Calving already in South Dakota? Weather, market and facilities determine when it's go-time
PIERRE, S.D. — Cattle producers weigh a multitude of factors when determining when to start calving in South Dakota. But one factor they can't fully anticipate is the state's volatile weather. While some producers are pushing their calving seasons later into the spring, others have already welcomed their first calves of 2020.
The ability to start calving as early as January relies heavily on whether an operation is equipped with the right facilities and labor force. That’s the case for Bieber Red Angus, of Leola.
Craig Bieber, co-owner of the ranch, said the cattle market is a major factor when determining when to start calving. As of Monday, Jan. 6, Bieber said 10 to 15 cows have already given birth to calves on the ranch.
The ranch sells bulls in March, so it’s best to have yearling bulls when the time comes for them to go to market.
“So years ago, we started calving in February and probably in the last 10 years we moved it up to January,” Bieber said. He said the ranch has another round of calving in May to early June planned.
But calving early has its challenges. The Biebers had to improve their facilities to calve in the winter.
“My dad had a smaller calving barn and at the end of his career he added onto it,” Bieber said.
Bieber said he also has a hoop beef feeding system, and all the cows that are close to calving will go into a confinement feeding situation so they can be watched carefully.
“We’ll try to keep them in there 28 to 48 hours,” Bieber said, noting that he does keep the barns heated.
“We do have a heated room and heated box or two to warm calves up. I would say it does incur some extra cost but it does return some value,” Bieber said.
Bieber said that there are years where calving early is more difficult than others.
“Last year was one of the harder years that I can remember. The calving wasn’t difficult but keeping calves healthy was work,” Bieber said.
Warren Rusche, a feedlot management associate with the South Dakota State University Extension Office in Brookings, said determining when to calve isn’t a decision made on the fly.
“If you’re going to be calving into February and March, there's more of a need for better facilities," he said. "Labor supply plays a role into that. The other reason that people make a decision to calve earlier is marketing and market patterns. Seasonally, there’s a big difference between cattle that are ready to market in March or April than in September."
Rusche said being ready to market earlier when the market conditions are better can be a beneficial strategy.

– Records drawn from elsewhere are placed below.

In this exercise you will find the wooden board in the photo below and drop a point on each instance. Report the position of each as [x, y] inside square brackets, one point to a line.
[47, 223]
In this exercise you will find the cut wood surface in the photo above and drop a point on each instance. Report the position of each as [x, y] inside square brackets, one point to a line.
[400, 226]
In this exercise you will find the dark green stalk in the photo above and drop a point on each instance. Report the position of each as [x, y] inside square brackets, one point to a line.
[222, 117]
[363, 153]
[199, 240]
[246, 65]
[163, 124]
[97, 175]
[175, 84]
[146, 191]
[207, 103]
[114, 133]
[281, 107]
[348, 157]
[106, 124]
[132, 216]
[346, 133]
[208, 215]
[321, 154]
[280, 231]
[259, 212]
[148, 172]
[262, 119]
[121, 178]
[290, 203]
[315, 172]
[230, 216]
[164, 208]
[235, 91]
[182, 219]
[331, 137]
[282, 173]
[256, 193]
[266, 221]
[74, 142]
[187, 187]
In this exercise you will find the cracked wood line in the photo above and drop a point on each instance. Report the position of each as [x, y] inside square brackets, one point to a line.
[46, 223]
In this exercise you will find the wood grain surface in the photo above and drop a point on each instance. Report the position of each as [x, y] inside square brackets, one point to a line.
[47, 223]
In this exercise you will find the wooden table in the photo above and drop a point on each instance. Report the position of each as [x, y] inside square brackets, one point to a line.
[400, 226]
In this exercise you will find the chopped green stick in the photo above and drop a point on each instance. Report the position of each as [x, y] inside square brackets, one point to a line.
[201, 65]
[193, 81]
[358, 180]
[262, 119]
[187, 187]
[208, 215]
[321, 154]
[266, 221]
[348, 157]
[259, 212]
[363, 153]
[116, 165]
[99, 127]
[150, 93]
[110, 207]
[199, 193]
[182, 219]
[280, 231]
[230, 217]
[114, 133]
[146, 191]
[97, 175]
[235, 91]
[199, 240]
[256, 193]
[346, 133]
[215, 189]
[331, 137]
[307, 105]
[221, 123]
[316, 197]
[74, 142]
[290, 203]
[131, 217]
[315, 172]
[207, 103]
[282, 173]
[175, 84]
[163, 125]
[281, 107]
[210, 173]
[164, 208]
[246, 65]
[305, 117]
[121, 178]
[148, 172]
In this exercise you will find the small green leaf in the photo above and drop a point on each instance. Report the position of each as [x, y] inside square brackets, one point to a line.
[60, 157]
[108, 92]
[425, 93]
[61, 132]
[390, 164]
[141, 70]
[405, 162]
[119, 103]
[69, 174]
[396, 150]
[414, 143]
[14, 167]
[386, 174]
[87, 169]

But overall, Rusche said determining when to start calving is highly dependent on the individual operation.
In the past couple years, South Dakota’s winters have been punishing to livestock producers and have had an impact on the timeline in which they determine when to begin calving. Rusche said he’s seen some producers start calving later in May or June.
“The advantages are more favorable weather, less chance of snow, but it’s not a 100 percent risk-free thing either. A cold wet rain will kill calves in May, too. Getting cows bred can sometimes offer some challenges,” Rusche said.

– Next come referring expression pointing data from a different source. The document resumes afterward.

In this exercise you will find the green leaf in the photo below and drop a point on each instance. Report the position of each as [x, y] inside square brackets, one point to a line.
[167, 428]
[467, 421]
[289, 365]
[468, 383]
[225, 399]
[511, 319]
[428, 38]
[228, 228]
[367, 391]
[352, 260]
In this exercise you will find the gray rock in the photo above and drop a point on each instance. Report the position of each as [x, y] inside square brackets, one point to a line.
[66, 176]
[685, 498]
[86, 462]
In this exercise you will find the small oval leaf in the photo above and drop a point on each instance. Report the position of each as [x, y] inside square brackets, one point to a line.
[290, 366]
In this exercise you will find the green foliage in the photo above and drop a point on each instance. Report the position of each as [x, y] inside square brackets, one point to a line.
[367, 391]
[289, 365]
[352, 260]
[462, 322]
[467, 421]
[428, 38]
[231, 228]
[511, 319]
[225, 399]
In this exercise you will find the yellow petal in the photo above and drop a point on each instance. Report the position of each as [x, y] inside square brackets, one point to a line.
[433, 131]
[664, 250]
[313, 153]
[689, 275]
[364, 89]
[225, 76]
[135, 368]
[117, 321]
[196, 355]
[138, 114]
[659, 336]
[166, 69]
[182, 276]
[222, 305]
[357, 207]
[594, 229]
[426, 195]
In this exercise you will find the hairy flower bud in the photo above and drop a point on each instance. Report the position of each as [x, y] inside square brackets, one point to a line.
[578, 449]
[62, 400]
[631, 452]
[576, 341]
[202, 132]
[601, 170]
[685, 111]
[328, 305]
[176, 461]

For some, producers roll the dice with calving in South Dakota’s volatile weather conditions when there’s a chance for a spring blizzard.

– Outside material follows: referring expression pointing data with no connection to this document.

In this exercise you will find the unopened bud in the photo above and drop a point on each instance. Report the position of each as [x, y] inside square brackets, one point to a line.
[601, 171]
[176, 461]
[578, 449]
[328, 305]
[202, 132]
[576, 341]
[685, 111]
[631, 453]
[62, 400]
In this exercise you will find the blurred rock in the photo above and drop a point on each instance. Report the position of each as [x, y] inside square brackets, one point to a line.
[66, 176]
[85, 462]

“Some of those folks are faced with a tough decision. Do you continue to take that risk or do you put up the money to put up more buildings?” Rusche said.
Travis Johnson raises Red Angus cattle just west of Sisseton. Throughout the years, Johnson said he pushed his calving season into late spring.
“We’ve been going later and later, I used to calve in February and March. This next year I’m not supposed to start calving until the first part of May,” Johnson said.
After having some cows calve early during an April snowstorm, Johnson resolved to push his calving dates later into the spring season. Having the time and labor to calve in early spring has also been a factor in Johnson’s planning.
“One reason I did it is lack of labor," he said. "So everything gets so busy in the spring when we’re trying to do a little farming, get fences fixed, running a feedlot and it gets overwhelming to do a really good job and to do well at those jobs.”
Johnson said calving is labor intensive and it takes its toll after only a couple weeks.
“I start petering out after a couple weeks of hard calving and then I’m about shot. I just can’t do it with the labor that we’ve got. So that’s why I moved it back. You’ve still got to fight a week or so of some storms, then usually the weather gets warm enough to where the calves can lay there a little while before you can get to them,” Johnson said.
When it comes time to breed his cows, Johnson said it can be tricky when neighbors want to tend their bull out earlier.
“I’ve got some good neighbors that we’ve tried to rotate accordingly. You can’t do that with everybody,” Johnson said. “They’ll let me know when you’re getting into this pasture and I’ll just get my cows out of my way."